General characteristics
- Class & type: Kaidai type, KD7-class
- Displacement: 1,833 long tons (1,862 t) surfaced; 2,602 long tons (2,644 t) submerged;
- Length: 105.5 m (346 ft)
- Beam: 8.25 m (27.1 ft)
- Draft: 4.6 m (15 ft)
- Propulsion: 2 × Kampon Mk.1B Model 8 diesels, 2 shafts; 8,000 bhp; Electric motors: 1,800 shp;
- Speed: 23.1 knots (42.8 km/h; 26.6 mph) surfaced; 8 knots (15 km/h; 9.2 mph) submerged;
- Range: 8,000 nmi (15,000 km; 9,200 mi) at 16 knots (30 km/h; 18 mph) surfaced; 50 nmi (93 km; 58 mi) at 5 knots (9.3 km/h; 5.8 mph) submerged;
- Test depth: 80 m (260 ft)
- Complement: 86
- Armament: 6 × 533 mm forward torpedo tubes; 12 × Type 95 torpedoes; 1 × 120 mm (4.7 in) 11th Year Type Naval gun; 2 × Type 96 25mm AA guns;

= Japanese submarine I-178 =

1st class submarine of the Imperial Japanese Navy

Japanese Submarine I-178 (I-78, until May 20, 1942) was a Kaidai-type cruiser submarine that saw service during World War II in the Imperial Japanese Navy. Commissioned on December 26, 1942, I-178 was a KD7 sub-class boat that sailed on just two patrols off the east coast of Australia during 1943, going missing sometime after June 17, 1943.

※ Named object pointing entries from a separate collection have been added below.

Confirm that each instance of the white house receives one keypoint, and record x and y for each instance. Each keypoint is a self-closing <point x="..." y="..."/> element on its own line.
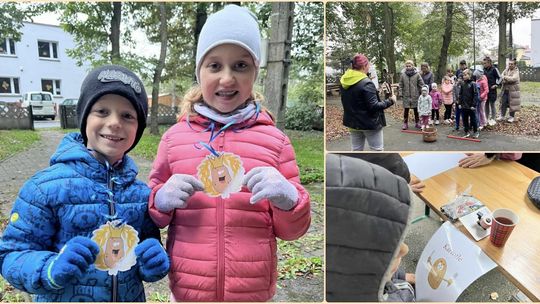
<point x="39" y="63"/>
<point x="535" y="43"/>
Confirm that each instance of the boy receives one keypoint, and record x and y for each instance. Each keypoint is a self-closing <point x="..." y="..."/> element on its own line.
<point x="89" y="195"/>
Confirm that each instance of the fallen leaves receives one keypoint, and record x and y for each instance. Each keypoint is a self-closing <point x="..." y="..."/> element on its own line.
<point x="527" y="121"/>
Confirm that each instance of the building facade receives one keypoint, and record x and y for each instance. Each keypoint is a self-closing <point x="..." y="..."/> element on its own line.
<point x="39" y="62"/>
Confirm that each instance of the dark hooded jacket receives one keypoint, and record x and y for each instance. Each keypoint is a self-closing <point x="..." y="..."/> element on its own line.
<point x="367" y="210"/>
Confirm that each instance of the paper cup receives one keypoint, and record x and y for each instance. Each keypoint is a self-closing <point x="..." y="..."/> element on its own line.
<point x="504" y="221"/>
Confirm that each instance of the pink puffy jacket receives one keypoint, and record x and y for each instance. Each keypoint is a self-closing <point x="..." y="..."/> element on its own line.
<point x="225" y="249"/>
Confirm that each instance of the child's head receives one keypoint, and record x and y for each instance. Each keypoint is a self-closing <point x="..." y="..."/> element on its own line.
<point x="112" y="111"/>
<point x="478" y="74"/>
<point x="360" y="62"/>
<point x="466" y="74"/>
<point x="227" y="61"/>
<point x="409" y="65"/>
<point x="447" y="80"/>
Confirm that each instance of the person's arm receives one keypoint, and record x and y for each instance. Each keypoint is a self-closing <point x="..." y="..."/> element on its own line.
<point x="291" y="224"/>
<point x="27" y="241"/>
<point x="159" y="175"/>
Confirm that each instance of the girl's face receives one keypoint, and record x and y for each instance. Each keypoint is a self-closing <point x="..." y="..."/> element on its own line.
<point x="227" y="76"/>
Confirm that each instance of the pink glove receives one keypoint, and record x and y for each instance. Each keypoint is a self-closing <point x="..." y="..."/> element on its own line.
<point x="176" y="191"/>
<point x="268" y="183"/>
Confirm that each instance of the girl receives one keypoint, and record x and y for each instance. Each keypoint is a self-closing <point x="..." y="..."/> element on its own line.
<point x="481" y="80"/>
<point x="410" y="84"/>
<point x="447" y="90"/>
<point x="222" y="238"/>
<point x="436" y="102"/>
<point x="424" y="107"/>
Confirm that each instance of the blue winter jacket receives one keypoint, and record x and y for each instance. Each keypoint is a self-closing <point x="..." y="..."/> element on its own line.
<point x="70" y="199"/>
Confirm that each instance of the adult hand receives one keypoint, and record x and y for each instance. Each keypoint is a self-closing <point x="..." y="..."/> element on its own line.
<point x="72" y="261"/>
<point x="176" y="191"/>
<point x="153" y="260"/>
<point x="474" y="160"/>
<point x="417" y="186"/>
<point x="268" y="183"/>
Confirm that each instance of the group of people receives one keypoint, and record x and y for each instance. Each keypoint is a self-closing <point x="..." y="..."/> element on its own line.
<point x="468" y="96"/>
<point x="85" y="229"/>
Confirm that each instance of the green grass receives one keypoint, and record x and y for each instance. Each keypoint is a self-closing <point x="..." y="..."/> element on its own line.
<point x="14" y="141"/>
<point x="308" y="146"/>
<point x="528" y="87"/>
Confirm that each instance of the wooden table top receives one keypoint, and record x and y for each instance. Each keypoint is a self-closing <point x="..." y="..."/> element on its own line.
<point x="501" y="184"/>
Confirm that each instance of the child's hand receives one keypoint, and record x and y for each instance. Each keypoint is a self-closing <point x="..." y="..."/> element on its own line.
<point x="268" y="183"/>
<point x="153" y="260"/>
<point x="176" y="191"/>
<point x="72" y="261"/>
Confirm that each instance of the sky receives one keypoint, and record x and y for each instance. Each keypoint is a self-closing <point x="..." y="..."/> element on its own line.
<point x="521" y="29"/>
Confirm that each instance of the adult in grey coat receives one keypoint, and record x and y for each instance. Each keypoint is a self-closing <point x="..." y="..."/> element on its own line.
<point x="367" y="210"/>
<point x="410" y="87"/>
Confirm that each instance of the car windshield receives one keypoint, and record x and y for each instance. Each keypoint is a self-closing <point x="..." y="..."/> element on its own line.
<point x="39" y="97"/>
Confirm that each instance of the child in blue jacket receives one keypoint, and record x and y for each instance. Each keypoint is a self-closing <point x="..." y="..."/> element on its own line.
<point x="80" y="230"/>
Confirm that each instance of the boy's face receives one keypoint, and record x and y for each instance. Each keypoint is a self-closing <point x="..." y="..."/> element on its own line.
<point x="111" y="126"/>
<point x="227" y="76"/>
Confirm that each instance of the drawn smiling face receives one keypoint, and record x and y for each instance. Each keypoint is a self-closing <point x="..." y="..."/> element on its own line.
<point x="220" y="178"/>
<point x="114" y="251"/>
<point x="437" y="272"/>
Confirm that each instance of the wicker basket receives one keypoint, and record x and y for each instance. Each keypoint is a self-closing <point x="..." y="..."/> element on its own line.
<point x="429" y="134"/>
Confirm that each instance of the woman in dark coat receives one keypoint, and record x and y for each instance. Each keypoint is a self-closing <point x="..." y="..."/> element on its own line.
<point x="363" y="109"/>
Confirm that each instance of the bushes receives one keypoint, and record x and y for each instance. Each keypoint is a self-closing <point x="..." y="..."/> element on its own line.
<point x="304" y="117"/>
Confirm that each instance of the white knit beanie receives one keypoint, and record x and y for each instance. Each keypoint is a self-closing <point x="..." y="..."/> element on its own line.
<point x="231" y="25"/>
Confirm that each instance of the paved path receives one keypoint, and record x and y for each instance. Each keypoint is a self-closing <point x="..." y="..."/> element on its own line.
<point x="15" y="170"/>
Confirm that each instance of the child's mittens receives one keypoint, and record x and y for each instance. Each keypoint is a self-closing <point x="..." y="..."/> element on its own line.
<point x="153" y="260"/>
<point x="176" y="191"/>
<point x="268" y="183"/>
<point x="72" y="261"/>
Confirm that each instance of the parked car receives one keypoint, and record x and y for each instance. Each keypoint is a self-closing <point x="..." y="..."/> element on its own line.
<point x="70" y="102"/>
<point x="42" y="103"/>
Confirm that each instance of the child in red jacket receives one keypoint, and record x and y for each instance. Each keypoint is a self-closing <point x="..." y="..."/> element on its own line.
<point x="225" y="179"/>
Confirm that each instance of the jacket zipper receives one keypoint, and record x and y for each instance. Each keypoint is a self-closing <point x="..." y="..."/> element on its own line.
<point x="221" y="238"/>
<point x="112" y="212"/>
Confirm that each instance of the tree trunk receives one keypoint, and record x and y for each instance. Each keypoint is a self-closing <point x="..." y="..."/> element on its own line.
<point x="200" y="19"/>
<point x="279" y="59"/>
<point x="115" y="32"/>
<point x="447" y="38"/>
<point x="389" y="40"/>
<point x="510" y="38"/>
<point x="154" y="129"/>
<point x="502" y="35"/>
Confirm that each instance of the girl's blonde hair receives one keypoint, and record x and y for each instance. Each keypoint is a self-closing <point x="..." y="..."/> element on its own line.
<point x="194" y="95"/>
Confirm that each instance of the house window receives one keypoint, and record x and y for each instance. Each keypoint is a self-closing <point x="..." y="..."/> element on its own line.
<point x="51" y="85"/>
<point x="47" y="49"/>
<point x="7" y="46"/>
<point x="9" y="85"/>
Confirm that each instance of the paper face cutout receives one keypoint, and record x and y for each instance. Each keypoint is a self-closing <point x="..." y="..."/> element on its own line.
<point x="116" y="242"/>
<point x="437" y="273"/>
<point x="221" y="175"/>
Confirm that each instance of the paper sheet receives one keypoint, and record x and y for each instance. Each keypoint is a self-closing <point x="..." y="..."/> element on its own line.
<point x="449" y="263"/>
<point x="426" y="165"/>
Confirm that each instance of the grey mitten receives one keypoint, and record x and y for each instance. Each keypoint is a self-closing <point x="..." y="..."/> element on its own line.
<point x="268" y="183"/>
<point x="176" y="191"/>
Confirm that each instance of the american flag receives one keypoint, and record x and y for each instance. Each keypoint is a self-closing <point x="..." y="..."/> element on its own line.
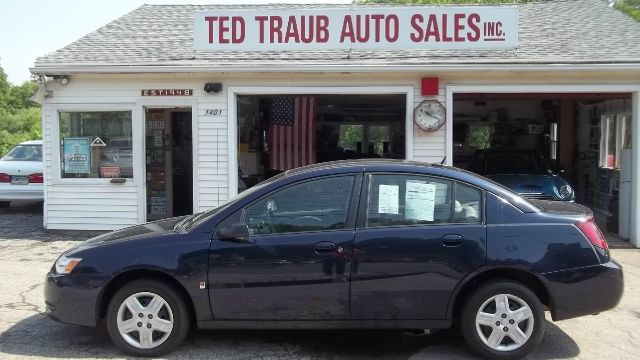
<point x="292" y="132"/>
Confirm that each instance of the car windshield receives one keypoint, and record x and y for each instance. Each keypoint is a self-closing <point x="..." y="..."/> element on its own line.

==Design and construction==
The KD7-type Kaidais was 346 ft long and displaced 1,833 LT when surfaced. The diesel-electric propulsion system provided a maximum speed of 23 kn when surfaced or 8 kn submerged. The boats could operate for 75 days before resupply. Armaments consisted of six forward-facing torpedo tubes firing Long Lance torpedoes, of which she could carry fourteen, a 4.7-inch deck gun, and a 25-millimetre anti-aircraft gun.

The submarine was built at the Mitsubishi Yard. She was completed in 1942.

==Operational history==
Assigned to Submarine Squadron Three of the Sixth Fleet, I-178 sailed from Japan on March 30, 1943, and reached Truk on April 7. Three days later, the submarine left to patrol the eastern coast of Australia, supporting sister boat I-177. At 18:45 on April 27, 1943, the submarine torpedoed the Liberty ship Lydia M. Child, 90 miles off the coast of Newcastle, New South Wales. There were allegedly no casualties among the freighter's 62 crew, who were all rescued the next day. I-178 escaped despite multiple attempted bombing runs by a Catalina from No. 11 Squadron RAAF.

She returned to Truk on May 18, but was ordered to sail again two days later, returning to the Australian coast. The patrol was initially uneventful, but after sending a routine radio signal on June 17, I-178 was never heard from again.

==Fate==
On August 4, 1943, the submarine was declared lost with all hands. She was struck from the Navy List on September 1.

Claims for sinking the submarine vary, with different sources identifying the responsible party as the U.S. Navy submarine chasers SC-669 or SC-699 off Espírito Santo on May 29, 1943 (this claim is discounted, as I-178 was still in radio contact until June 17), three Bristol Beauforts of No. 32 Squadron RAAF off Coffs Harbour, New South Wales on June 17 (the claim is reasonably strong), or the destroyer near the Solomon Islands on August 25, 1943.